Procédure collective concernant la chocolaterie de Bourgogne. Evolution et situation actuelle (SJ 67189).

08/05/2018
Professeur Agrégé des facultés de droit. Fondateur de la revue des procédures collectives
B. SOINNE
(Professeur Agrégé des facultés de droit. Fondateur de la revue des procédures collectives)

On commencera par rappeler que la société chocolaterie de Bourgogne a déjà été mise en état de redressement judiciaire.  Un plan de cession a été arrêté en date du 13 mai 2015 au profit de la société CB chocolaterie de Bourgogne.

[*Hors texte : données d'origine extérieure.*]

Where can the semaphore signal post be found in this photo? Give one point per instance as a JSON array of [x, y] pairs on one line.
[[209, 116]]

Le dossier ancien est toujours en cours. Il est pendant devant le tribunal de commerce de Dijon. Une action en report de la date de cessation des paiements ainsi qu'une demande de mise à la charge de l'insuffisance d'actif à l'encontre du dirigeant est en cours d'examen par la juridiction.

On se trouve donc en présence d'une nouvelle procédure collective concernant la même entreprise. On trouvera annexé à la présente le jugement du tribunal de commerce de Dijon.

Il faut bien constater que dans ce dossier des modalités juridiques particulières sont intervenus. Par ordonnance du 17 mars 2017 le Président du Tribunal de commerce de Dijon a désigné un administrateur judiciaire en qualité de conciliateur pour : - vérifier si la société CB chocolaterie était en état de cessation des paiements, depuis quand et en faire un rapport ; - et dans l'hypothèse que non ou depuis moins de 45 jours engager sa mission de conciliateur.

Suite au dépôt du rapport une ordonnance du Président du 4 mai 2017 a mis fin à la conciliation en vertu de l'article L 611 -4.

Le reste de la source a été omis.